This repository is the code and other resources for the paper NGEP: A Graph-based Event Planning Framework for Story Generation

To make sure everyone can easily reproduce our work, I will do my best to ensure every essential resource is included in this repository, and the README covers all the information you need to implement our work.

Introduction

This project is implemented with Pytorch.

This project is implemented based on pytorch-lightning framework, a framework to ease the training of pytorch. If you dislike it, no worry, you can copy the model files (in src/models) and datasets files (in src/modules) to your own repository, and train them with your code.

All the pretrained model used here are downloaded from Huggingface. E.g. BART is downloaded from Hugginface: bart-base.
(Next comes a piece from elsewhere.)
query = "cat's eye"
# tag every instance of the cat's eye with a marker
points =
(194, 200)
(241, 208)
The code is organized as follows:

├── datasets
   └── event-plan		# expeirment group name
       ├── `roc-stories`        # a publicly available dataset: ROCStories
   └── thu-coai-hint		# Testing HINT model will need it
├── preprocessing      # the code about automatical event extraction and event planning
├── resources      # resources for raw data, vanilla pretrained checkpoint, and so on.
├── src      # all the source code related to the models is put here
   └── configuration	# read the name, and you will know what it is for.
   └── models	
   └── modules	
   └── utils	
├── tasks      # the code to control experiments
   └── event-plan 	# our proposed method to do event planning
   └── generation_models 	# for most of the experiments of event planning and story generation

If there is something you could not understand, please try to find the explanation in my paper.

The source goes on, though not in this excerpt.